Buyside Strategies EQD Research

Trading Short-Term Resistance With NDX Options

Jun 10, 2020

By Russell Rhoads,
head of research

The Nasdaq-100 (NDX) continues to lead the charge higher in the U.S. equity markets. On Friday last week, NDX closed at an all-time high and as I write this the index is quoted at even higher levels. Traders love round numbers and there is a huge one on the horizon. The push to 10,000 for NDX has been so rapid that I doubt anyone has had time to get “NDX 10,000” hats printed up. As of Monday, June 8, NDX was approaching 10,000, finishing the day at 9901.

Every option trade should begin with a price outlook for the underlying market, closely followed by a timing aspect around that forecast. The 10,000 level is a figure that many traders are focusing on and also a level many traders have an opinion about. One opinion is that big round number is going to act as a resistance level where the current rally runs out of steam. Based on that very high-level outlook there are a couple of alternatives to trade this view.

There are NDX options expiring everyone Monday, Wednesday, and Friday. On June 8 there were options expiring in two days (June 10) and four days (June 12) that would be appropriate with an opinion that NDX was not going to get through the 10,000 level. At least not for a few days.

Starting with the June 10 options, a bear call spread could be priced out using a variety of strikes. To keep things simple, I use the 10,000 and 10,100 call options. A bearish spread expiring in two days sells the NDX Jun 10 10,000 call at 27.90 points and buys the NDX Jun 10 10,100 call for 10.60 points taking in a net credit of 17.30 points. The payoff diagram below shows various profit or loss levels for each day over the life of the trade.

This trade is based on an outlook that NDX does not breach the 10,000 level. The payoff with one day remaining to expiration shows theoretical values of the trade. For example, with one day left to expiration, if the trade is closed out when NDX hits 10,000 the loss would be around 15.40 points. The more rigid payout line shows the outcome for this bear call spread if the trade is held through expiration on Wednesday. The ultimate gain is equal to the credit of 17.30 points that was taken in when the trade was initiated. The worst-case outcome at expiration occurs with NDX over 10,100 and a loss of 82.70 points.

The same trade could be executed using the options expiring on Friday. In this case the NDX Jun 12 10,000 call would be sold for 53.00 points and the NDX Jun 12 10,100 call would be purchased at 27.00 points resulting in a credit of 26.00 points.
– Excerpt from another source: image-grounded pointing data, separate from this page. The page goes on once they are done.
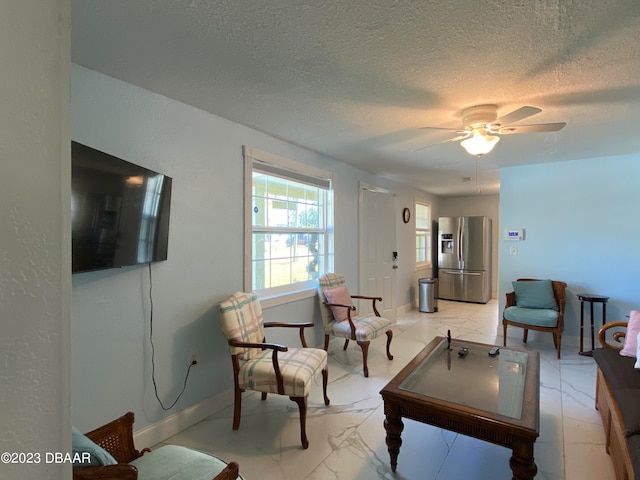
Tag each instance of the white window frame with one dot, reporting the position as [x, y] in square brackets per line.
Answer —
[295, 291]
[429, 240]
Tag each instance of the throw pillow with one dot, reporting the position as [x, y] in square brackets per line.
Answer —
[339, 295]
[82, 444]
[535, 294]
[630, 347]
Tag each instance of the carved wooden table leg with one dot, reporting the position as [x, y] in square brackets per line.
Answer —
[521, 462]
[393, 426]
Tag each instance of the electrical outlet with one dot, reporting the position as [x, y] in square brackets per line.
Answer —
[193, 358]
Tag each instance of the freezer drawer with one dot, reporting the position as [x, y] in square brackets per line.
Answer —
[465, 286]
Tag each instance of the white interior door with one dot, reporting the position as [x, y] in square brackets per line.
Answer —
[377, 229]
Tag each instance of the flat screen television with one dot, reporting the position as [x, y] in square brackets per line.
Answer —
[119, 211]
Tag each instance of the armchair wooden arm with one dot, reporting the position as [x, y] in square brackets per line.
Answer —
[350, 308]
[116, 437]
[301, 326]
[274, 359]
[373, 302]
[617, 336]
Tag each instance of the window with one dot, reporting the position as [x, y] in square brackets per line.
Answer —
[423, 234]
[289, 223]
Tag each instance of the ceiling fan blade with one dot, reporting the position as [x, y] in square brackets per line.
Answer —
[457, 130]
[517, 115]
[454, 139]
[540, 127]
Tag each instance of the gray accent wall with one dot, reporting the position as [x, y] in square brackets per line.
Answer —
[111, 310]
[581, 226]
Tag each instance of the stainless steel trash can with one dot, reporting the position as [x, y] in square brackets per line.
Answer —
[428, 295]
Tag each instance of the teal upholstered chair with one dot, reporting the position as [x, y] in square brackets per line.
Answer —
[341, 319]
[536, 305]
[269, 367]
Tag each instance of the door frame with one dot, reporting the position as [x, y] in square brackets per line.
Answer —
[362, 274]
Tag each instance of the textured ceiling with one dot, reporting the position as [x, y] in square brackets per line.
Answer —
[354, 79]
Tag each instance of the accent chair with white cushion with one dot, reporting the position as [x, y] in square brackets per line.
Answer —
[536, 305]
[269, 367]
[341, 319]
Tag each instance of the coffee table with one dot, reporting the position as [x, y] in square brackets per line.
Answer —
[495, 399]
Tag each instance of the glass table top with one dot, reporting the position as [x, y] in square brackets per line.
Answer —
[493, 384]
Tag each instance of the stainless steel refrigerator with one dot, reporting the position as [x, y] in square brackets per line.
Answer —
[464, 258]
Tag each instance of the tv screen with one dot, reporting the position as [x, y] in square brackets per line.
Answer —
[119, 211]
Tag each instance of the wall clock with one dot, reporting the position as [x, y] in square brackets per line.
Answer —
[406, 215]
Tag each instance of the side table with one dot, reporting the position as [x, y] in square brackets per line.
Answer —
[591, 299]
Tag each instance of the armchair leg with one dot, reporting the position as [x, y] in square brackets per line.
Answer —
[302, 406]
[365, 351]
[389, 338]
[237, 407]
[325, 380]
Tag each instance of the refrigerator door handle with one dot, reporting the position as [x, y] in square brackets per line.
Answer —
[459, 272]
[460, 227]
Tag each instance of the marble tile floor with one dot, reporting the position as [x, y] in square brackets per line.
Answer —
[347, 438]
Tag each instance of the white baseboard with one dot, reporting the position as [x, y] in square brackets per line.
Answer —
[158, 432]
A variety of payouts for this trade appear in the diagram below.

This trade was priced on Monday’s close with four days remaining until expiration on Friday June 12.  If the price level of 10,000 is used as a hard stop and the trade was exited when that price level touched, the theoretical loss would be between approximately 14, 12, or eight points with three, two, or one day(s) remaining until June 12 expiration. The best-case outcome is that the 10,000 level holds as NDX resistance and the trade returns the 26.00 points credit. If NDX continues higher the worst-case scenario is a loss of 74.00 points at 10,100 or higher.

Both the two-day and four-day trades matched the outlook of NDX not surpassing a significant resistance level. The two-day trade using the June 10 options had a risk of loss much greater than the worst-case outcome for the four-day trade. Just how confident a trader is in their outlook may dictate which expiration series is chosen for this particular trade.  Finally, if a hard stop of 10,000 is going to be used for the trade that should be given some consideration when choosing which expiration to favor.